Never before had I considered the bible to be a historical document.  So much can be learned from it that can’t be found in any other writing, simply because it wasn’t documented or it was and was never found.

Example: The only reason we know what King Solomon’s temple and palace looked like is because of 1 Kings 6 & 7.  And sure, these particular sections might be eye-gougingly dull…but there is no mention of Godly miracles in ANY of them.  Just a description of historical figures, revolutions, the downfall of civilizations…everything that I was taking this Arch. class FOR!

Holy crap!  EYES OPENED!

I’m not saying I’m going to go out and read the whole thing…but if there are more passages like this, I just might read bits and pieces.

(Let’s also not forget to mention that half the appeal is getting to visit these places…hopefully when I’m back home, it won’t lessen my desire to continue learning about it all.)

Right.  Now!  Moving away from the hot topics…

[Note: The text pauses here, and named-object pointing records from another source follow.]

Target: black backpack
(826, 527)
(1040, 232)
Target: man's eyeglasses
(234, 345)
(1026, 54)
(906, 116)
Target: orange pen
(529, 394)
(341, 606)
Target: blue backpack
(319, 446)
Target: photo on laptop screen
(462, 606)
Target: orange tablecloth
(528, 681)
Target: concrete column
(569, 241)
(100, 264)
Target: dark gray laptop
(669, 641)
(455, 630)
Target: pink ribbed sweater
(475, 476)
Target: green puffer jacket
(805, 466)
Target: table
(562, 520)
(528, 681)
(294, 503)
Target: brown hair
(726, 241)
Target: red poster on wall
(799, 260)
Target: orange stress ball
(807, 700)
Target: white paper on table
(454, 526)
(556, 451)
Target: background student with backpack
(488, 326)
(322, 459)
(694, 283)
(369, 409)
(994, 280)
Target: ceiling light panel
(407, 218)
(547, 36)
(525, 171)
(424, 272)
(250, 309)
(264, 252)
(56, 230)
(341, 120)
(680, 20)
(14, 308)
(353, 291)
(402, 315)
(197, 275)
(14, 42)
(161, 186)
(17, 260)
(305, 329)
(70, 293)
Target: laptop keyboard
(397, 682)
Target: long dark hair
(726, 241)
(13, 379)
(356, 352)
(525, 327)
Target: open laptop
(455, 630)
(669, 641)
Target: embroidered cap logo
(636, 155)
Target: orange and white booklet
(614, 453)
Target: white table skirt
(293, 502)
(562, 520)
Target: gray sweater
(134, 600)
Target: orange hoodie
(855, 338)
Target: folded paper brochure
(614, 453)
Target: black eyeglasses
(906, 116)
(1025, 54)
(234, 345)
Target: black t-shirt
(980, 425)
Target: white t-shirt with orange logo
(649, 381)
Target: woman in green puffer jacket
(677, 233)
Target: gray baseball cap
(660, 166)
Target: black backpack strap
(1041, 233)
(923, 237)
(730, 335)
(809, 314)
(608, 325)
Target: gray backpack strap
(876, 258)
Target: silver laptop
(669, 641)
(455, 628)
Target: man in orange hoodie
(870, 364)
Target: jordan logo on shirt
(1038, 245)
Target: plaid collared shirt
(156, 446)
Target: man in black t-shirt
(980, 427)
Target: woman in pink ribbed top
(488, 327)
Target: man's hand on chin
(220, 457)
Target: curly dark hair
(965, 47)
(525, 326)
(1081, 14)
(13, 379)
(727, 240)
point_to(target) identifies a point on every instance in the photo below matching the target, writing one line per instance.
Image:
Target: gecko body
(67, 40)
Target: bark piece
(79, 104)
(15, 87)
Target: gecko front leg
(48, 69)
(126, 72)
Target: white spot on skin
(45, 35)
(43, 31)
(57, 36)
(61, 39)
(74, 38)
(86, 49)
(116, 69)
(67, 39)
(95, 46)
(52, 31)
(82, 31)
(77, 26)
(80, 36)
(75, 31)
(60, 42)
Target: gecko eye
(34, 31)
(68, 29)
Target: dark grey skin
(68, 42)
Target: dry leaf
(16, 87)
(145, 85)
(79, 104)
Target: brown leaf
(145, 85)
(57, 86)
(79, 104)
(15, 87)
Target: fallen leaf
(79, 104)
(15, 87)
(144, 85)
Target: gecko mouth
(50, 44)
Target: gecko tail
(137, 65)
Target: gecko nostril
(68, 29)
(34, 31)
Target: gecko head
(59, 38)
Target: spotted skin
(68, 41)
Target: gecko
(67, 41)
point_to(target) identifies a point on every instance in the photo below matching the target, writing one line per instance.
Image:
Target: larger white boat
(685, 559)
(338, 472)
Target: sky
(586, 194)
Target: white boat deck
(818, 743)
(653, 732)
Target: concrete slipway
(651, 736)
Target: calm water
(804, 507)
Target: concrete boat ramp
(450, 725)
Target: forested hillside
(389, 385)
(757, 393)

I have spent the last three days viciously planning a trip during Sukkot break.  Here is the basic itinerary.

Wednesday, Oct. 12
  •  10:00 bus to Haifa
  •  Arrive in Haifa around 12:00.
  •  Check in at the Port Inn (that supposedly has WiFi)
  •  Relax
Thursday, Oct. 13
Friday, Oct. 14
Saturday, Oct. 15
  • No official plans…Don’t know how Haifa handles Shabbat
Sunday, Oct. 16
Monday, Oct. 17
Tuesday, Oct. 18
  • Return to Jerusalem
  • Do laundry
  • Attend BBQ with cast of Les Miserables.
  • Repack
Wednesday, Oct. 19
  • 7:00 bus to Eilat
  • Arrive around 12:00
  • Check in at the Arava Hostel
  • Snorkel?  Wander aimlessly?
Thursday, Oct. 20
  • Get up at the butt crack of dawn
  • Head to Petra
Friday, Oct. 21
  • Head back to Jerusalem on a bus of unknown time (as of now) 
Saturday, Oct. 22
  • Relax and breathe again…

I am most definitely looking forward to this trip.  I mean hey, it’s not Paris…BUT IT’LL DO!  =D

I plan to take hundreds of pictures.  No worries, I’ll attempt to handle my text:picture ratio well in the few upcoming posts.

Catch you on the flipside!

Author: alisonlcohn

Graduated magna cum laude with a degree in Communications Advertising. Traveled a bit. Taught for two years. Administered aptitude tests for a while. Worked as a Training Associate for Guardian Mortgage and a Quiz Master for Geeks Who Drink. Obtained my Master's in Film, Television and Screen Media in London, England. Now working as a small-group travel coordinator. Nice to meet you!

2 thoughts on “Don’t You Forget About Me”

  1. Alison, I’m finding the same thing with my scriptures. It’s not just a story but the story of people who were here before we were! And to be there in Isreal? I’m sure you can’t help but feel close to it! I have a hard time connecting what I learned about the Greeks and Romans with what I find in the bible, so I’m glald I’m not the only one with this problem. I have much to say on the crisis of faith part of the post, but I’ll keep it to myself. 😀 Just remember you are awesome. And I’m so glad you’re keeping this blog because I like keeping up with your travels. No, I don’t know what paragraphs are. Leave me alone. I haven’t had breakfast. 🙂

  2. Alison, what a great blog!

    I feel I can connect with you in terms of disbelief in my faith because of school.

    I’d also like to share that being here in Israel is opening my eyes to the real humanness of spirituality… But I digress.